Rock 'n Roll Will Never Die.
"Vibrant and vivacious documentary. Carrie Rickey, Philadelphia Inquirer
|Get ready to rock out with the most entertaining 'golden oldies' you will ever meet, a fun-loving seniors choir called 'young @ heart'. This feisty troupe performs songs from james brown to coldplay - and proves that hard rock can be hard when you are hard of hearing!|
"A heartening and poignant affirmation of the transformative power of music. Claudia Puig, USA Today
"An exuberant, affectionate documentary. Jessica Reaves, Chicago Tribune
"...a moving portrait of senior citizens who believe it's better to burn out than fade away. Marc Mohan, Portland Oregonian
"A crowd-pleaser in the best sense, this alternately hilarious and heartbreaking movie will send you out of the theater with a new lease on life. Newsweek
As early as autumn 2006, surreal and hilarious video clips of Stephen Walker's documentary (which originally aired on the BBC) were making the rounds on YouTube and in email inboxes all over the U.S.--tantalizing, out-of-context glimpses of the Young@Heart vocal choir, composed of elderly men and women, having a go at chestnuts by Sonic Youth, the Clash, and the Ramones. It seemed that the feature film, re-released for the screen in 2008, would perhaps be an uncomfortably comic look at a bunch of geezers set up to look ridiculous for the smug delectation of hipster audiences everywhere. The reality is not so far off-base, at least on first glance, but Walker's film, tracking the progress of the chorus as they prepare for a big gig, provides enough good-natured humor, personal narrative, and intimate details to inspire respect and admiration--and some major heart-string-plucking--in filmgoers. Viewers witness the blossoming of long-buried or completely latent musical talents in the elderly folks; learning the new, unfamiliar material, under the direction of irascible 50-something conductor Bob Cilman, keeps their neurons firing and their emotions kindled, while communing with and trusting each other staves off the isolating effects of old age, even as they cope with heartbreaking losses within their ranks. It is undeniably funny to watch them struggle with the more challenging punk, classic rock, and soul songs as their leader kvetches wearily, but Walker skillfully ensures that, by the end of the film, we are laughing with the intrepid Young@Hearters, and not at them.
Cast & Crew
3.5 stars out of 4 -- "YOUNG@HEART focuses on a few engaging performers and gives us a window into their lives and philosophies on aging."
Los Angeles Times
"The irresistible New England chorus of senior citizens proves you're never too old to rock....It's as much of a heady tonic for these folks to take on these unlikely lyrics as it is for us to watch it all go down."
New York Times
"The movie offers an encouraging vision of old age in which the depression commonly associated with decrepitude is held at bay by music making, camaraderie and a sense of humor."

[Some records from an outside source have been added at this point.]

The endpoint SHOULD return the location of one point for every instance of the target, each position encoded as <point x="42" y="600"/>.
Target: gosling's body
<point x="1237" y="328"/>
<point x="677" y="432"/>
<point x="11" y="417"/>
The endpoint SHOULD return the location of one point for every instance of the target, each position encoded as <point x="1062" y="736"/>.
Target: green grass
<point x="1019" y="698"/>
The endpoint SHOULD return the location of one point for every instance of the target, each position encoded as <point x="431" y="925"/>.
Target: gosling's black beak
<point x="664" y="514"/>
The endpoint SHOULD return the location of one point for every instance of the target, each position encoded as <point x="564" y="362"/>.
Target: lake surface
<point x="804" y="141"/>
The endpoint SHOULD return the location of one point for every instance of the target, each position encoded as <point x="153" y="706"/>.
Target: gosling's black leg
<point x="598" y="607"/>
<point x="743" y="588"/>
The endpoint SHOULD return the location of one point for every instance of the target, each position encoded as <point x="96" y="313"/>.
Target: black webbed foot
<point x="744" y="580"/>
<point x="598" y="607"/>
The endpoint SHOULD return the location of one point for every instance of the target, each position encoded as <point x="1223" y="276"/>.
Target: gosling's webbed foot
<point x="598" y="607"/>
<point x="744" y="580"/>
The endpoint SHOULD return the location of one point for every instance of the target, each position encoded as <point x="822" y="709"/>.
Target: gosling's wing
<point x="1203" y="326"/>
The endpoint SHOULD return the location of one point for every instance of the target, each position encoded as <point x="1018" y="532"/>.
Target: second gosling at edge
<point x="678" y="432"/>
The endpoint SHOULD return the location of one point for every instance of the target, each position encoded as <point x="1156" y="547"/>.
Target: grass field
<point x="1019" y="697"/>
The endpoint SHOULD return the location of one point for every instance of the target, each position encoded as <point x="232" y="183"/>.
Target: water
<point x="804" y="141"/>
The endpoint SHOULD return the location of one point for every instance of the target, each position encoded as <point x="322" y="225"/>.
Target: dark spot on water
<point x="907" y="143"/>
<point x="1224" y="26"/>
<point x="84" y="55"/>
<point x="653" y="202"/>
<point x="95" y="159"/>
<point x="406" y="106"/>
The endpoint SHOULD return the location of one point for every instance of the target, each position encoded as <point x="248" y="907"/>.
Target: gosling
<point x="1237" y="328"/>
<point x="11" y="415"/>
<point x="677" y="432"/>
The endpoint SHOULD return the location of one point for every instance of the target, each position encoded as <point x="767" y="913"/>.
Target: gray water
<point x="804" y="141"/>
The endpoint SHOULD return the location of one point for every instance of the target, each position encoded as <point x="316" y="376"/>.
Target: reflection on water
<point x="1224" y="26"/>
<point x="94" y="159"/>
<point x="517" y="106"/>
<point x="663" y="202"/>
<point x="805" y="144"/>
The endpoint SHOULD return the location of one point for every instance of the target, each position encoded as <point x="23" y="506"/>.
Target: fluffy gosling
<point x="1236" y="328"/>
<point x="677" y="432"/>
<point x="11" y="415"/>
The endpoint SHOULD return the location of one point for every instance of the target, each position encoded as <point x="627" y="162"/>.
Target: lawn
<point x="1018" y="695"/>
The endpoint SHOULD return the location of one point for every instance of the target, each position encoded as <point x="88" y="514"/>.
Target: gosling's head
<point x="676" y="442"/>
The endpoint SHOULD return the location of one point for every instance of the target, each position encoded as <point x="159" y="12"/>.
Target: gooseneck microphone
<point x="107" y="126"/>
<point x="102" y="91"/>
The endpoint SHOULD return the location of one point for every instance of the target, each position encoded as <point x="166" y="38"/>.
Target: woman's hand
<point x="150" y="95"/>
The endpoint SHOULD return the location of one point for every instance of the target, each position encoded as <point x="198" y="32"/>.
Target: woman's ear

"[They] make joyful music, communicated, both by the singers and their playful, sensitive documentarian, with an authority that quite knocks of socks." -- Grade: A-
4 stars out of 5 -- "[A] fond, uplifting and unabashedly sentimental documentary....The film's fly-on-the-wall wobblycam visuals are enlivened by Sally George's weirdly witty music-video inserts..."
ReelViews 8 of 10
When I think of the musical associations of men and women in their golden years, the names that come to mind are Benny Goodman, Frank Sinatra, and maybe Herb Alpert or Neil Sedaka. I wouldn't connect a white-haired old lady with Sonic Youth, Coldplay, and the Talking Heads. Yet that's where Young @ Heart takes its audience - into the behind-the-scenes stories, rehearsals, and performances of a New England chorus that takes its rock 'n roll, punk, and blues seriously, even though the youngest performer is 72. Young @ Heart, a labor of love for British documentarian Stephen Walker, doesn't tackle any big issues or ask any life-changing questions. It's a simple chronicle of admirable people that's part humor, part sentimentality, and part inspiration. If the characters populating this movie don't get you, the music probably will...My reservation about Young @ Heart is the same one I have for most documentaries: its inherent theatricality, or lack thereof. One could generate a plausible argument that this film might play better on a small screen than a large one. Certainly, it won't lose anything if reduced to 31". Like all movies shot on video, there are times when it doesn't look so good in the 35 mm format. However, whether you see it in a theater or on TV, Young @ Heart is likely to bring a smile to your lips and a bounce to your step.
- James Berardinelli
Reel.com 10 of 10
When we were kids, all we wanted to do was grow up to stay up late and eat ice cream whenever we wanted. We don't know when adulthood hits. One day we wake up and have a job and responsibilities. Suddenly, aging terrifies us, as if our lives our end at 50. And then there's Young at Heart, a chorus with members ranging from 72 to 92-plus years old belting out rock classics from The Clash to Talking Heads...From frame one, we giggle, as 92 year-old Eileen Hall screaming The Clash's "Should I Stay or Should I Go?" with a grandmotherly British accent. But we aren't laughing at her. We laugh because we're surprised. Surprised by the grit and fire in the voices. Surprised by the vitality of rock and roll. Surprised because old age has never been so alive...The spirit of rock and roll is embedded in the singers, but that's not what we connect with. We connect with their passion and honesty -- two emotions that are rarely found in life, let alone cinema. Where popular documentaries present a reality filtered through a filmmaker, Young at Heart allows reality to play out as it happens. The movie could show audiences that documentaries don't have to be stuffy, politically-driven creations, but rather can be touching stories of everyday people that are potentially more moving and enjoyable than any Hollywood blockbuster, if only audiences would step outside themselves and take a chance.